Il sogno di uno Stato differente vedendo le esperienze dei “vicini” o “lontani” di casa per non dire semplicisticamente che ogni mondo è Paese. Su questo è intervenuto Pete Kercher , poliedrico ed internazionale osservatore culturale,  in un piacevole incontro grazie alla rete che accorcia le distanze.

Sono sempre affascinato dalla disquisizione dell’etimo della parola riforma. Ti racconto le mie impressioni al riguardo, da anglofono residente in Italia da una vita.

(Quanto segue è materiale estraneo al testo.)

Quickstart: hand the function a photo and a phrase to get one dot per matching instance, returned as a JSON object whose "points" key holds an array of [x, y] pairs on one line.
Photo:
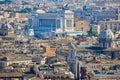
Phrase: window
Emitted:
{"points": [[69, 23]]}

Crescendo in GB, mi viene spontaneo collegare il concetto di “reform” a modifiche di importanza strategica all’impianto legislativo. L’esempio lampante per ogni britannico è e resta il Great Reform Act del 1832, che abolisce le Rotten Borough (circoscrizioni parlamentari con pochi o pochissimi abitanti), sostituendoli con le circoscrizioni più moderne. L’effetto è stato dirompente, abolendo la possibilità per pochi ricchi di acquistare un seggio alla Camera e costringendo tutti all’elezione. Questa per me è Reform.
Poi arrivo in Italia e sento parlare di “riforma” ad ogni angolo della strada. Non ci vuole molto per capire che la “riforma” italiana non è la “reform” inglese, ma una modestissima modifica, spesso in peggio, di un impianto legislativo decrepito e disfunzionale, preparata da un parlamento incredibilmente privo di coloro che in GB si chiamano “legal draughtsmen”, ossia professionisti specializzati nella stesura delle proposte di legge. In Italia invece, si lascia tutto ai dilettanti dei partiti politici e persino ai lobbisti, che regolarmente causano più guai di quanti trovano.
A questo punto, allargando il discorso dall’etimo al contenuto, mi preoccupa non poco il concetto di applicare questo misero procedimento di “riforma” alla costituzione, ossia all’architettura del nostro convivere in società in Italia. Se fosse una “reform”, se ne potrebbe parlare: è palese che la costituzione italiana, checché se ne dica in sede di auto convincimento che non tutto è perso, non è per niente “la più bella del mondo”: è disfunzionale qualsiasi strumento che prevede una perfetta equivalenza tra le due camere e, tra l’altro, che ha permesso l’ossificazione dell’oligarchia che attualmente sta distruggendo il poco senso rimastoci di democrazia e partecipazione in un leale processo di condivisione e compromesso. Ma non merita di essere il soggetto di una “riforma” all’italiana, che si sa già in anticipo sarà ancora una volta la classica “botched job” (un lavoro raffazzonato, fatto con i piedi), come il Porcellum.

In una democrazia che si rispetti, con un Parlamento che si rispetti, le riforme (quelle vere, non intendo le modifiche alla spicciola di leggi e leggine cui in Italia si ha il vezzo di dare il nome onorevole di “riforma”) si fanno in Parlamento. Per una riforma di primaria importanza, del sistema che governa il nostro convivere nella moderna e complessa società contemporanea, in molti paesi il Parlamento (non il governo) crea una Commissione parlamentare che studi la questione, chiamando anche a testimoniare una grande varietà di esperti, “saggi” e rappresentanti della società civile. Ma un Parlamento che si rispetti in una democrazia che si rispetti non delega lo studio della questione totalmente a quei saggi, rinunciando alla propria responsabilità nei confronti degli elettori. Ad ognuno il suo ruolo: al Parlamento il ruolo di studiare, prendere iniziative e legiferare; ai saggi il ruolo di testimoniare e portare la varietà delle esperienze.
Se il Parlamento (o il governo per esso) sente l’esigenza di delegare il suo ruolo di iniziativa a saggi esterni, significa che non ha al suo interno gli esperti capaci di formulare proposte per le riforme necessarie a questo paese: significa che il Parlamento è composto da incapaci e incompetenti in materia di legiferazione e di governo.


L’Italia ha bisogno di una reform vera, non di altre patetiche riformucce e modifiche per portare l’acqua al mulino dei soliti noti. Ma è prigioniera di se stessa.

 Se l’Italia è prigioniera di se stessa, la prima reform non è forse quella di liberarla o di liberarsi?